On Sun, Nov 09, 2003, Oleg Kobets wrote about "Re: Redhat 9 slowness - continued":There was a profiling tool for Solaris kernel modules that was nonintrusive to the applicaion's code. The way it worked was by bombarding the kernel with interrupts, and checking the stack backtrace each time to see what it interrupted the kernel in doing. This way, it gave a statistical analysis of where the CPU was spending it's time.
Oh, well.
But the question remains, why is it slower ?
Continuing the Redhat 9 saga:
I previously thought that the slowdown had something to do with the dynamic linking slowdown. I no longer think so - I think the /lib/tls/* libraries are slower in doing some operation than /lib/i686/* libraries are.
I now ran hspell on a very big corpus of about 3 million Hebrew words, on my Pentium 1500 running Redhat 9. With the default /lib/tls libraries, hspell took 8 CPU seconds (user time). With LD_LIBRARY_PATH=/lib/i686, the time is down to 4.5 seconds!!

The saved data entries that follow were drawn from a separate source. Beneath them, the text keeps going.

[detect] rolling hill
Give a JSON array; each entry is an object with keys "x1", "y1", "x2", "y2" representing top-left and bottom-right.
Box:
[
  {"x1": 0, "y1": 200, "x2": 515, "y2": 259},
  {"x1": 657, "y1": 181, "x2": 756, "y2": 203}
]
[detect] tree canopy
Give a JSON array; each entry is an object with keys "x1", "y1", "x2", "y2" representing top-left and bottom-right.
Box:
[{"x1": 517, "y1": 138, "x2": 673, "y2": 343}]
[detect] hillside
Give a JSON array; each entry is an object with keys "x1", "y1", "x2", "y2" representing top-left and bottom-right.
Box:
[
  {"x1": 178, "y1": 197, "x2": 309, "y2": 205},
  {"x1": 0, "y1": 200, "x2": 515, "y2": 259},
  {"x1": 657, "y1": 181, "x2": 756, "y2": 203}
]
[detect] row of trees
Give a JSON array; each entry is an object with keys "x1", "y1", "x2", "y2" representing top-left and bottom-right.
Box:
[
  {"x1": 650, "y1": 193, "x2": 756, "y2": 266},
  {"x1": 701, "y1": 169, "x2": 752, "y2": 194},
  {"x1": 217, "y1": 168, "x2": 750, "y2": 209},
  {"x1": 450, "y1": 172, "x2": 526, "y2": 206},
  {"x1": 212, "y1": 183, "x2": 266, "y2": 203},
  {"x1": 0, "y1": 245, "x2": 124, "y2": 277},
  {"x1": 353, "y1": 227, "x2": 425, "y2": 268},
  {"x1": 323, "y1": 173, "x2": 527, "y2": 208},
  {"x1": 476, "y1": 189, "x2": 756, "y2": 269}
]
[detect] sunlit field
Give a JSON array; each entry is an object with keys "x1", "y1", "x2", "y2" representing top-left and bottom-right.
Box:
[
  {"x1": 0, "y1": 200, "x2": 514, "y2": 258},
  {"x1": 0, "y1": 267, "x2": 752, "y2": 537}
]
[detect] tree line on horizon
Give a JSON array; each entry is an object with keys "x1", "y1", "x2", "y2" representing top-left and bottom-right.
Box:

The 3.5 second difference of course cannot be attributed to slow dynamic linking - it's the /lib/tls that suck. My guess is that some common C function that hspell uses, perhaps even the stdio, strlen(), or who knows what, is much slower in the tls version. I wonder what is that slow-poke function that I should avoid... I can't even profile this problem, because there is only one variant of the profiling libraries (glibc-profile doesn't appear to contain "tls" and "i686" variants).
Another possibility is that the tls version wasn't optimized for 686 while the i686 libraries were - though I doubt this can explain the almost half- speed performance I'm seeing.
I wonder whether such a tool exists for Linux userspace as well.